Les lettres de Breivik à l'AFP : Playstation 3 et fascisme
Brève

Les lettres de Breivik à l'AFP : Playstation 3 et fascisme

"Un simple coup d'œil sur le pli me suffit dorénavant à identifier l'expéditeur."

Le correspondant de l'AFP à Oslo, Pierre-Henry Deshayes, reçoit depuis un an des courriers un peu particuliers qui parlent fascisme, prison... et Playstation 3. Leur auteur ? Le tueur de masse Anders Breivik, extrêmiste de droite, qui a abattu 77 personnes en Norvège fin 2011.

"En un an, j'ai reçu trois lettres d'Anders Behring Breivik, explique le journaliste sur le blog Making Of de l'AFP. [Elles] sont dactylographiées. Seules l'adresse et la signature sont écrites à la main. Elles sont volumineuses : la dernière fait dix-sept feuillets recto-verso." Ce qui transparait le plus dans les écrits du terroriste ? "Son incapacité à distinguer l'hyper-anecdotique du fondamental". "Tout juste arrêté sur Utoeya où il vient de massacrer 69 personnes, des adolescents pour la plupart, et d'en traumatiser physiquement et psychologiquement des centaines d'autres, il demande aux policiers un pansement pour son index douloureux..." rappelle d'ailleurs le correspondant de l'AFP.

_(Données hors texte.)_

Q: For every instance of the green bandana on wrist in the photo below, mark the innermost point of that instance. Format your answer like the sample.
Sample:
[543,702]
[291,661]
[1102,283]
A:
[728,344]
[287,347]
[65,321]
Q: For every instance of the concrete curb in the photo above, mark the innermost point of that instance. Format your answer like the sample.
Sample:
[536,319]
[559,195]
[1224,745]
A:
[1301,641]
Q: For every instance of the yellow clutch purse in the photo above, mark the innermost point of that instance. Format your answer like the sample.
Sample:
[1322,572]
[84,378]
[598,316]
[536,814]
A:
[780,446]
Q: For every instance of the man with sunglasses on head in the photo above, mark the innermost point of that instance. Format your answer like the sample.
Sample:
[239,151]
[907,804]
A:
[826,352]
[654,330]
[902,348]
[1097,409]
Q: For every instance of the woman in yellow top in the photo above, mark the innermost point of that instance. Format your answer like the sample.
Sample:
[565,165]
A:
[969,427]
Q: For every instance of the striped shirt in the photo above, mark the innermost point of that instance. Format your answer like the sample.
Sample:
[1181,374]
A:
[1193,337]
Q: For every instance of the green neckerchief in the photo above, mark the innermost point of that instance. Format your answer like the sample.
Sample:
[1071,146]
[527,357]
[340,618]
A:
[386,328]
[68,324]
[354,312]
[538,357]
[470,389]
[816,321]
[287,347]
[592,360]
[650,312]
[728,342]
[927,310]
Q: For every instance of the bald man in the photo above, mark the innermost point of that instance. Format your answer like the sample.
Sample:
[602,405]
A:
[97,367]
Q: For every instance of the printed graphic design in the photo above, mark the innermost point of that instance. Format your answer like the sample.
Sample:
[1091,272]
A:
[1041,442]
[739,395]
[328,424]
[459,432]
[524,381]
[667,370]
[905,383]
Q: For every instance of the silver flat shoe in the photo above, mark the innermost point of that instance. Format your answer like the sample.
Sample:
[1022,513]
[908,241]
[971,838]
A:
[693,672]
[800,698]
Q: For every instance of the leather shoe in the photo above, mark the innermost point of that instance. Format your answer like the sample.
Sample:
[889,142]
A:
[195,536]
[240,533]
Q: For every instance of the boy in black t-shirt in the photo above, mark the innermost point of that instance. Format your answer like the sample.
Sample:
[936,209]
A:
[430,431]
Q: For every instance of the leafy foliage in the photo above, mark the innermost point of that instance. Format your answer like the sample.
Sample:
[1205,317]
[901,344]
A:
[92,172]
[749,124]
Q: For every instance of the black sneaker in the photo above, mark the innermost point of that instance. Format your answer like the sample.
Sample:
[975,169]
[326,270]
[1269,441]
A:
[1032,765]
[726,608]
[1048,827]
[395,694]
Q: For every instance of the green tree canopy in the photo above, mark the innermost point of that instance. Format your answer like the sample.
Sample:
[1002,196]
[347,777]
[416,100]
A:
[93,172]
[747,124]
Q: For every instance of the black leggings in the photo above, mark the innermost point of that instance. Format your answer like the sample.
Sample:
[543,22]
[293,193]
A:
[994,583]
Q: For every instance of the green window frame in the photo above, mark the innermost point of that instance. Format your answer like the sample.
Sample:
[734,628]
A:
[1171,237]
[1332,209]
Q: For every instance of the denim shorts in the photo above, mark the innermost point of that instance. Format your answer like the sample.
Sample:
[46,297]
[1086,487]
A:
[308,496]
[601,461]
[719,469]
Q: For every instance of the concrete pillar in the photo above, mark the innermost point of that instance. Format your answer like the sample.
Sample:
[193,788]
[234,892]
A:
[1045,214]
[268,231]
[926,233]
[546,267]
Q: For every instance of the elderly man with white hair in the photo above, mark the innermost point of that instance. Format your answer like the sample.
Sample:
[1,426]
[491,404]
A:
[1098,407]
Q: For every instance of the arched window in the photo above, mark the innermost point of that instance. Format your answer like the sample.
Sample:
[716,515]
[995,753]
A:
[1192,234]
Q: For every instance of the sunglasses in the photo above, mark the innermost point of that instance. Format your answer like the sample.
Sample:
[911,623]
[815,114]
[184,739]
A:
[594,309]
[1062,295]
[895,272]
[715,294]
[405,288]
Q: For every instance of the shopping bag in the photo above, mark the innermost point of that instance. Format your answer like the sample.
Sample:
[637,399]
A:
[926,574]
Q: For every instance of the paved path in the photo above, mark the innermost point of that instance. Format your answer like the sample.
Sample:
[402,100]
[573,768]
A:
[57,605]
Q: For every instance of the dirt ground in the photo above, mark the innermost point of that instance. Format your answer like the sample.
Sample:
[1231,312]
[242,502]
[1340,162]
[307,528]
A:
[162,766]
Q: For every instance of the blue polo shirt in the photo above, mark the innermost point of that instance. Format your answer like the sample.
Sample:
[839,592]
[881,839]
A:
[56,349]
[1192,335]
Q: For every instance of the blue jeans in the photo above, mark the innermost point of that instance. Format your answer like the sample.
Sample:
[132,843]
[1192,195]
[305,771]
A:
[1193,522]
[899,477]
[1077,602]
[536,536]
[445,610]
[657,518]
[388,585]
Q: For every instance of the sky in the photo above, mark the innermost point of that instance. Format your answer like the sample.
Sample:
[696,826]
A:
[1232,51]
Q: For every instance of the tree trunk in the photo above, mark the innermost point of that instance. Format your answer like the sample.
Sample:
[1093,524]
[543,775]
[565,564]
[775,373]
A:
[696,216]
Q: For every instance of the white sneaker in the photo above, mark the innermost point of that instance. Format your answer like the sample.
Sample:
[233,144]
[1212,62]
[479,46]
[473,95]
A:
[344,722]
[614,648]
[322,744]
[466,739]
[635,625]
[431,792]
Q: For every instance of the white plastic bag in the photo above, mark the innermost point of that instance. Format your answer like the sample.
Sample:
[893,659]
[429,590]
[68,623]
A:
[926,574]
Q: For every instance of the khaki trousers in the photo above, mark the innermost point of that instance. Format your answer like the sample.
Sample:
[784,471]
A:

Reste la question du traitement journalistique de ces lettres par l'AFP. La première lettre, "un salmigondis interminable", n'a volontairement pas été traitée par le journaliste. La seconde en revanche, reçue en février 2014, a fait l'objet d'une dépêche, très reprise (Le Monde, Libération, The Telegraph etc.). On pouvait y lire certaines des revendications de Breivik, comme celles d'avoir un PC pour écrire ses lettres et une console de jeux plus moderne. Pire, le tueur se décrivait "comme un militant des droits de l'homme" victime de "supplices" dont les médias seraient complices.

Pourquoi contacte-t-il l'AFP (en premier) ?

"Ayant -implicitement- souligné le ridicule de la Playstation dans mon papier ce jour-là, je pensais m'être « privé » de toute nouvelle lettre du tueur. Jusqu'à cette nouvelle épaisse enveloppe avec la même écriture rigide et froide reçue le 5 septembre" poursuit le journaliste, qui se demande pourquoi Breivik, qui dispose d'un quota limité d'envoi de lettres, continue à contacter l'AFP. "Parce que, d'une minutie quasi maladive, Breivik contacte les médias par ordre alphabétique ?" Cela expliquerait pourquoi l'agence française est souvent la première à recevoir les courriers du prisonnier. Surtout, Breivik estime dans ses "manifestes", que "90% des informations mondiales proviennent de trois agences seulement: Associated Press (Etats-Unis), Reuters (GB) et l'Agence France-Presse (France)" qui "soutiennent toutes la mondialisation et le multiculturalisme", qu'il dit combattre.

Cette dernière lettre, reçue le 5 septembre dernier, est la plus problématique selon Deshayes, puisqu'il n'est plus question des conditions de détention, mais des contours d'un projet politique d'Anders Breivik. "Sur 34 pages, il dit vouloir fonder un parti « fasciste », ce qui permettrait, selon lui, de poursuivre son combat sur le mode démocratique plutôt que par la violence" raconte Deshayes. Là aussi l'AFP a choisi de publier une dépêche, en prenant de "multiples précautions", explique le correspondant à Osla : peu de citations du courrier, rappels sur les doutes quant à sa santé mentale et contextualisation.

Alors que la plupart des médias norvégiens ont choisi de taire cette troisième lettre de Breivik, Deshayes s'interroge : faut-il rapporter les propos d'un criminel au risque de lui donner une large tribune ? Mais au contraire, peut-on les passer sous silence au risque d'ignorer des motivations politiques importantes ? Deshayes reste perplexe : "A en juger par les réactions de lecteurs [qui reprochent globament la tribune offerte à Breivik], les avis semblent très tranchés. Personnellement, à ce jour, j'ignore encore la réponse."